Subscript \(_{ab}\): “A에서 B로의 상대 변환”.
예: \(\mathbf{p}_{ab}\)는 A frame 좌표계에서 표현된 B의 위치 벡터, \(\mathbf{q}_{ab}\)는 A에서 B로 가는 회전.
Tilde \(\tilde{\cdot}\): 현재 추정 pose로부터 계산한 (estimated) 값.
예: \(\tilde{\mathbf{q}}_{ab}\)는 “현재 추정값 \(\mathbf{q}_a, \mathbf{q}_b\)로부터 계산한 상대 회전”.
Hat \(\hat{\cdot}\): sensor가 측정한 (measured) 값.
예: \(\hat{\mathbf{q}}_{ab}\)는 “A frame에서 B의 상대 회전을 sensor가 측정해준 값”. 이 글에서 ~~hat~~을 단 변수는 모두 measurement이다.
Conjugate \(\mathbf{q}^{*}\): quaternion의 conjugate.
Quaternion \(\mathbf{q} = (\mathbf{v}, w)\) (vector part \(\mathbf{v} \in \mathbb{R}^3\), scalar part \(w \in \mathbb{R}\))에 대해 \(\mathbf{q}^{*} = (-\mathbf{v}, w)\). Unit quaternion에서는 conjugate가 곧 inverse이다, 즉 \(\mathbf{q}^{*} \otimes \mathbf{q} = (\mathbf{0}, 1)\)이 identity quaternion이 되며, 반대 방향의 회전을 의미한다.
Quaternion product \(\otimes\): 두 quaternion의 곱.
단순한 element-wise 곱이 아니라 회전의 합성 (composition) 에 대응한다. 즉 \(\mathbf{q}_a \otimes \mathbf{q}_b\)를 회전 행렬로 옮기면 \(\mathbf{R}(\mathbf{q}_a) \mathbf{R}(\mathbf{q}_b)\)가 된다.

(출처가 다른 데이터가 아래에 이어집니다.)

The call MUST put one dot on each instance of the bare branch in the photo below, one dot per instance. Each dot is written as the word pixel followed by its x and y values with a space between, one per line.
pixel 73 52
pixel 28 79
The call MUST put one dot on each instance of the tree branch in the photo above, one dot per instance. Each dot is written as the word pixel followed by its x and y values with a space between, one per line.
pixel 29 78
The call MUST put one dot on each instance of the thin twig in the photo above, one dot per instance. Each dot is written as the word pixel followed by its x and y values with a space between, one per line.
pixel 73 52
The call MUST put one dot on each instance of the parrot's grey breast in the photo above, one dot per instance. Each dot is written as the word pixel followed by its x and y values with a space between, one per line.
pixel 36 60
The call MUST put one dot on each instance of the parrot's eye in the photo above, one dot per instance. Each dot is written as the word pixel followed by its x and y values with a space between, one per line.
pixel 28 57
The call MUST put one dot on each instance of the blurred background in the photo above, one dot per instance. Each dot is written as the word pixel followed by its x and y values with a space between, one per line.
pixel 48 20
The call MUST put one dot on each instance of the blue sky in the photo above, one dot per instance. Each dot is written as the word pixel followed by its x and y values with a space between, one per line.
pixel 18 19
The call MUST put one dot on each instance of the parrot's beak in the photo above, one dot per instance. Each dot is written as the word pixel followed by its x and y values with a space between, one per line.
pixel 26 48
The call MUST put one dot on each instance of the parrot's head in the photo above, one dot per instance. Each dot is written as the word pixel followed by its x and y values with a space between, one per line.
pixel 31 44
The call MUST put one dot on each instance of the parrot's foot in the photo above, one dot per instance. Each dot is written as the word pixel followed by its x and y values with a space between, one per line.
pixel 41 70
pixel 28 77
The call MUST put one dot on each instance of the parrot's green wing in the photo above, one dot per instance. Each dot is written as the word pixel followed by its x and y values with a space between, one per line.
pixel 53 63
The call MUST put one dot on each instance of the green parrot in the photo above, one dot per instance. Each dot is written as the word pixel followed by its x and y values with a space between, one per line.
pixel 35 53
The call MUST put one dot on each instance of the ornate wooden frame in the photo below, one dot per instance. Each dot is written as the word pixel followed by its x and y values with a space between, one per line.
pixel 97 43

요약: “hat(\(\hat{\cdot}\))은 measurement, tilde(\(\tilde{\cdot}\))는 estimate, \(_{ab}\)는 A→B의 상대”. 그리고 \(\otimes\)는 quaternion 곱, \(^{*}\)는 conjugate(=inverse). 이 약속을 머릿속에 넣어두면 이 시리즈의 모든 수식을 같은 안경으로 읽을 수 있다.

이제 추정 상대 변환을 적어보면:

\[\tilde{\mathbf{p}}_{ab} = \mathbf{R}(\mathbf{q}_a)^T (\mathbf{p}_b - \mathbf{p}_a), \quad \tilde{\mathbf{q}}_{ab} = \mathbf{q}_a^{*} \otimes \mathbf{q}_b\]

\(\tilde{\mathbf{p}}_{ab}\): world에서의 변위 \((\mathbf{p}_b - \mathbf{p}_a)\)를 A frame으로 회전. \(\mathbf{R}(\mathbf{q}_a)^T\)가 world → A frame 회전.
\(\tilde{\mathbf{q}}_{ab}\): \(\mathbf{q}_a^{*}\)가 world → A frame 회전이고, 거기에 \(\mathbf{q}_b\) (world → B frame)을 곱하면 A → B의 상대 회전이 나온다.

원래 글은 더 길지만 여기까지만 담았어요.